Xu Yi, Cao Liyu, Zhao Xinyi, Yao Yinghao, Liu Qiang, Zhang Bin, Wang Yan, Mao Ying, Ma Yunlong, Ma Jennie Z, Payne Thomas J, Li Ming D, Li Lanjuan
State Key Laboratory for Diagnosis and Treatment of Infectious Diseases, National Clinical Research Center for Infectious Diseases, Collaborative Innovation Center for Diagnosis and Treatment of Infectious Diseases, The First Affiliated Hospital, Zhejiang University School of Medicine, Hangzhou, China.
Department of Public Health Sciences, University of Virginia, Charlottesville, VA, United States.
Front Psychiatry. 2020 May 14;11:416. doi: 10.3389/fpsyt.2020.00416. eCollection 2020.
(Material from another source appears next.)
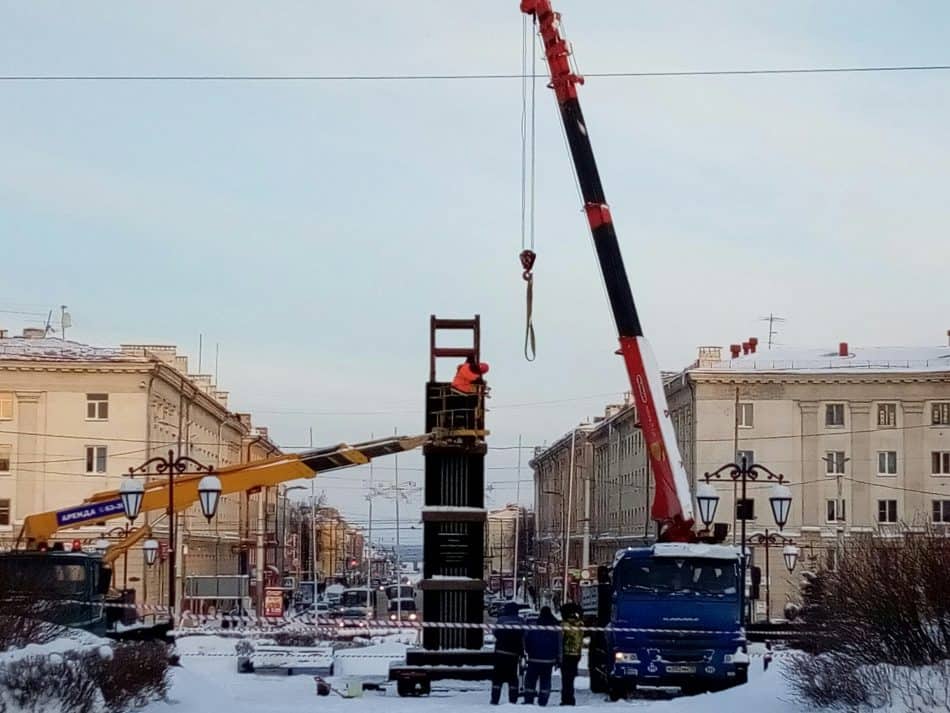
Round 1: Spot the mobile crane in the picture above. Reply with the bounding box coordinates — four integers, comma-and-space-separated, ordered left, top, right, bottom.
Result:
0, 436, 429, 635
521, 0, 749, 700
Smoking is a complex behavior with a heritability as high as 50%. Given such a large genetic contribution, it provides an opportunity to prevent those individuals who are susceptible to smoking dependence from ever starting to smoke by predicting their inherited predisposition with their genomic profiles. Although previous studies have identified many susceptibility variants for smoking, they have limited power to predict smoking behavior. We applied the support vector machine (SVM) and random forest (RF) methods to build prediction models for smoking behavior. We first used 1,431 smokers and 1,503 non-smokers of African origin for model building with a 10-fold cross-validation and then tested the prediction models on an independent dataset consisting of 213 smokers and 224 non-smokers. The SVM model with 500 top single nucleotide polymorphisms (SNPs) selected using logistic regression (p<0.01) as the feature selection method achieved an area under the curve (AUC) of 0.691, 0.721, and 0.720 for the training, test, and independent test samples, respectively. The RF model with 500 top SNPs selected using logistic regression (p<0.01) achieved AUCs of 0.671, 0.665, and 0.667 for the training, test, and independent test samples, respectively. Finally, we used the combined logistic (p<0.01) and LASSO (λ=10) regression to select features and the SVM algorithm for model building. The SVM model with 500 top SNPs achieved AUCs of 0.756, 0.776, and 0.897 for the training, test, and independent test samples, respectively. We conclude that machine learning methods are promising means to build predictive models for smoking.
吸烟是一种复杂行为,其遗传度高达50%。鉴于如此大的遗传贡献,通过利用基因组图谱预测个体的遗传易感性,为预防那些易患吸烟依赖的人开始吸烟提供了一个机会。尽管先前的研究已经鉴定出许多吸烟易感性变异,但它们预测吸烟行为的能力有限。我们应用支持向量机(SVM)和随机森林(RF)方法构建吸烟行为预测模型。我们首先使用1431名非洲裔吸烟者和1503名非洲裔非吸烟者进行模型构建,并进行10倍交叉验证,然后在由213名吸烟者和224名非吸烟者组成的独立数据集上测试预测模型。使用逻辑回归(p<0.01)作为特征选择方法选择的500个顶级单核苷酸多态性(SNP)构建的SVM模型,训练样本、测试样本和独立测试样本的曲线下面积(AUC)分别为0.691、0.721和0.720。使用逻辑回归(p<0.01)选择的500个顶级SNP构建的RF模型,训练样本、测试样本和独立测试样本的AUC分别为0.671、0.665和0.667。最后,我们使用联合逻辑回归(p<0.01)和LASSO(λ=10)回归进行特征选择,并使用SVM算法进行模型构建。使用500个顶级SNP构建的SVM模型,训练样本、测试样本和独立测试样本的AUC分别为0.756、0.776和0.897。我们得出结论,机器学习方法是构建吸烟预测模型的有前景的手段。